Packed full of speed and dynamism, Subhumans brings such an explosive energy to the table: Dick’s vocals are hostile yet agonised, the metal of cymbals smash as riffs teeter, spill and writhe everywhere, like a huge, terrible serpent who’s just broken up with their girlfriend – Love Is… is the perfect punk answer to heartbreak.
THE CRAMPS – HUMAN FLY
Have you had your tetanus shot? Because The Cramps’ filthy, rusty sound is venomous, dirty and boy is it contagious. Its psychobilly riffs teeter and buzz with thick, muddy distortion, the sharp ticking of cymbals piercing the radioactive carpet. Lux Interior’s vocal looms like an evil Frankenstein’s-monster as the drums stamp down steadily, together forming a freakish zombie-walk from start to finish. Human Fly is an old, nasty horror movie in two and a half minutes, and its weight really knocks you back.
THE ACCURSED – ACCURSED
In my heart, The Accursed hold the diamond trophy for the world’s best worst punk band.
Although it’s sometimes hard to listen to their albums Aggressive Punk and Up With The Punks without bursting out laughing at some points, I do reach for their records really quite often: a lot of their songs are really ace, even if the execution doesn’t always follow suit. But, Accursed is one of their masterpieces.

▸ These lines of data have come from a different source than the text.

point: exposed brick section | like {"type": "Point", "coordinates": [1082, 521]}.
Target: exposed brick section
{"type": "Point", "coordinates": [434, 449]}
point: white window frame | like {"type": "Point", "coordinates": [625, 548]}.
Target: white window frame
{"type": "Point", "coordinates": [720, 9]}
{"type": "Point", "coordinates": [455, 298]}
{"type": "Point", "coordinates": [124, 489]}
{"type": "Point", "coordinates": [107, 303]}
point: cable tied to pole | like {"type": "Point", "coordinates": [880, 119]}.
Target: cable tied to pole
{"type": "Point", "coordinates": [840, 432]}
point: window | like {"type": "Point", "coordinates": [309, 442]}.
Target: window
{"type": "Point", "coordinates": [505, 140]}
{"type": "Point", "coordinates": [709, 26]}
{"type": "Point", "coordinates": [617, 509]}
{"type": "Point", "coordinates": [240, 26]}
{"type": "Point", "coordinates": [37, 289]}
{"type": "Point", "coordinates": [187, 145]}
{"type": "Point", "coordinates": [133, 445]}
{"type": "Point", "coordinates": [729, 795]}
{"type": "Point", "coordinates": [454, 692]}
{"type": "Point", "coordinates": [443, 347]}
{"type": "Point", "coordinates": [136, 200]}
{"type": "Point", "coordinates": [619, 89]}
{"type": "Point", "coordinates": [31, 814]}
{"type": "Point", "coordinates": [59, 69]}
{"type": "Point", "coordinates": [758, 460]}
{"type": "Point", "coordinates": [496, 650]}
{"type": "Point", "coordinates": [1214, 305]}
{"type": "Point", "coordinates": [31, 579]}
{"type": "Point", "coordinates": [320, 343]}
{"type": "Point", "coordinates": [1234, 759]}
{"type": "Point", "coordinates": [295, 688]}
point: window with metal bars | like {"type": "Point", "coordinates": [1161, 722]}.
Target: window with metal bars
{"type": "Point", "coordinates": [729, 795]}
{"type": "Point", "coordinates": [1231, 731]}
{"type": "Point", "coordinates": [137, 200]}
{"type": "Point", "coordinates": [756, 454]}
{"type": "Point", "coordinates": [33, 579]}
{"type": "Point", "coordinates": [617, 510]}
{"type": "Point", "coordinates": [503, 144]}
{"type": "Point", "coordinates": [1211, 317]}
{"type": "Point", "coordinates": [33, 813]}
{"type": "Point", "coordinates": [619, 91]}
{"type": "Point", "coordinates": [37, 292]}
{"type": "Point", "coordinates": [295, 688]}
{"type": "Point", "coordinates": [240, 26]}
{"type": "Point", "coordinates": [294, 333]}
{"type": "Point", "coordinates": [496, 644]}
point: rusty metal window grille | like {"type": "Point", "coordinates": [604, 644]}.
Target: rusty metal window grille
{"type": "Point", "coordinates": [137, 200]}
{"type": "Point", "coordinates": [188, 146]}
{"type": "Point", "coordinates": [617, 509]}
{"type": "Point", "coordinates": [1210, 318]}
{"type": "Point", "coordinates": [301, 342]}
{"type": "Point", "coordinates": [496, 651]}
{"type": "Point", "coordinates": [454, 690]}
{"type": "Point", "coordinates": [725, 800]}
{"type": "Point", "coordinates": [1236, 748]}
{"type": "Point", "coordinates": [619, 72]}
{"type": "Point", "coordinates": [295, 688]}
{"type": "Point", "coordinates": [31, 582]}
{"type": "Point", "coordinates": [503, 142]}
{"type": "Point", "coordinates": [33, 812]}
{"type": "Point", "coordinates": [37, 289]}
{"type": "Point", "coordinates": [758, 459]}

A hail of drum rolls (timing=questionable) preface the great, bumbling bassline and electric guitar so dirty it hums with radioactivity, Steve Hall’s barking vocal entering the battleground with what can best be described as a ‘cumbersome charm’. Seriously, the musicianship here is decent and the song-writing is great, but all of them together at the same time create something… ambiguous… but oddly, very very listenable!
(The song has been taken off YouTube but it’s the first track of this LP. The whole thing is ace and funny so it’s worth a listen)
COSMIC PSYCHOS – DECADENCE
Coming at you from the ingenious creators of Pub, Nice Day to go to the Pub and Fuckwit City… the Aussie legends Cosmic Psychos’ Decadence, from their self-named debut, is perfectly addictive.
This one feels less jovial than their later hits with its deep, distorted electric brooding, welcoming us in as the snares mound, though it does keep to the classic Cosmic Psychos Code of Conduct: staying steady on the ride throughout (merciless on the arms), alongside the bass (which does exactly as the lead guitar), both continuing through an essential guitar solo (that no one really enjoys except the guitarist). And it’s good every fucking time! How do they do it!?